Re: [RFC PATCH 3/3] sched: Implement shared wakequeue in CFS

From: David Vernet
Date: Thu Jun 22 2023 - 10:45:10 EST


On Thu, Jun 22, 2023 at 12:58:41PM +0200, Peter Zijlstra wrote:
> On Wed, Jun 21, 2023 at 03:34:45PM -0500, David Vernet wrote:
> > On Wed, Jun 21, 2023 at 04:20:20PM +0200, Peter Zijlstra wrote:
> > > On Tue, Jun 13, 2023 at 12:20:04AM -0500, David Vernet wrote:
> > > > +struct swqueue {
> > > > + struct list_head list;
> > > > + spinlock_t lock;
> > > > +} ____cacheline_aligned;
> > >
> > > I'm thinking you can shard this just fine, it makes that pop() needs to
> > > iterate all shards, but that shouldn't be a problem, and it would still
> > > only need to take a single lock.
> >
> > Is the idea here to have multiple sharded queues per LLC, with a single
> > lock protecting them?
>
> No, each shard will have it's own lock, each shard it's own cacheline.
>
> > Or did I misunderstand your suggestion entirely?
>
> Yup, so each shard is basically the above struct, whole cacheline with a
> lock and list. Then on enqueue we hash to a shard (possibly based on cpu
> -- this gives the least amount of bounces) and stick it on.
>
> Then on pop we iterate the shards, the first non-empty shard gets the
> lock taken, and pop'ed. If you start iteration based on the cpu->shard
> map used for enqueue you can even get a sense of 'locality' depending on
> the mapping.

That's nifty. Even if we don't get locality from it, it seems prudent to
do to avoid contention.

> So pop is O(n) in shards, but on average will only take a single lock --

Ah, so it's 1 lock on average -- thanks for clarifying.
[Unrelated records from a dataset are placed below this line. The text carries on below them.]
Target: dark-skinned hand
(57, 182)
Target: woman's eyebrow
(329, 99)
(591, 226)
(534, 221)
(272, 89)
I like this idea and will implement it for v2. I'm not keen on the idea
of artificially having multiple independent swqueues (yes, I'll think of
a less evil name) per-LLC to avoid contending, but sharding like this
seems like a simple but effective solution to the scalability issue;
assuming having a sufficiently high N doesn't slow down the pop path by
too much as you pointed out below.

> there is an obvious race where it might see a non-empty queue, but race
> on lock and find the queue empty once acquired, but meh.

Yep, I would be surprised if this race caused a problem in practice.
Especially if we spread the poppers by starting iteration based on the
cpu->shared map as you suggested.

> > > I'm thinking 4 or 8 shards should be plenty, even for Intel LLC.

I'll try out a few combinations and see what works.

> > >
> > > > #ifdef CONFIG_SMP
> > >
> > > > +static struct task_struct *swqueue_pull_task(struct swqueue *swqueue)
> > > > +{
> > > > + unsigned long flags;
> > > > +
> > > > + struct task_struct *p;
> > > > +
> > > > + spin_lock_irqsave(&swqueue->lock, flags);
> > > > + p = list_first_entry_or_null(&swqueue->list, struct task_struct,
> > > > + swqueue_node);
> > > > + if (p)
> > > > + list_del_init(&p->swqueue_node);
> > > > + spin_unlock_irqrestore(&swqueue->lock, flags);
> > > > +
> > > > + return p;
> > > > +}
> > >
> > > Would this not normally be called pop() or somesuch?
> >
> > Yes, I'll improve the name in the next iteration. swqueue_dequeue() and
> > swqueue_enqueue() seem like the most canonical. Let me know if you have another
> > preference.
>
> Well, there's two layers intermixed here, which is, I think, what gave
> rise to the whole wonky naming.
>
> If you implement the queue primitives as: push, pop, del
> and then build, using them, the scheduler primitives: enqueue, dequeue,
> pick, things should become saner.

Right, will do

> > > > + if (!task_wakeup || task_migrated || p->nr_cpus_allowed == 1)
> > > > + return;
> > >
> > > Elsewhere you mentioned heuristics, this smells like them. This and the
> > > is_cpus_allowed() thing makes you loose plenty of opportunities.
> >
> > Yeah fair enough, these certainly are heuristics as well.
> >
> > I thought it best to try and avoid swqueue getting in the way of
> > select_task_rq_fair() (at least to start out with), but we could always
> > remove that and run other experiments to see how it does.
>
> So, part of the problem is that you might be hooking at the wrong level
> (see also my earlier email about the queue only containing running tasks
> and none of the ready tasks).
>
> If you were to hook at the __{en,de}queue_entity() level you'll
> automagically dequeue running tasks and enqueue any ready tasks. OTOH
> you get to deal with the problem that not all entities are tasks, but
> that shouldn't be too hard.
>
> Also, you end up with more enqueue/dequeue -- so that might hurt.

If this doesn't cause untenable contention then it seems preferable if
the overall goal is work conservation. Using your shard idea would
hopefully mitigate that concern somewhat as well. I'll try this out for
v2 and compare it to keeping the enqueues to only be on the wakeup path.

If there's too much contention we can always just go back to the wakeup
case, but I'm hopeful this works out.

> Also, at this point you're nr_cpus/N away from simply scanning the
> runqueues and pulling things from non-empty runqueues. But for large
> nr_cpus and smallish N it might be a win over-all. Dunno..

Given that we're not seeing any contention on smaller LLCs but still
observing perf wins, I'm optimistic.

Thanks,
David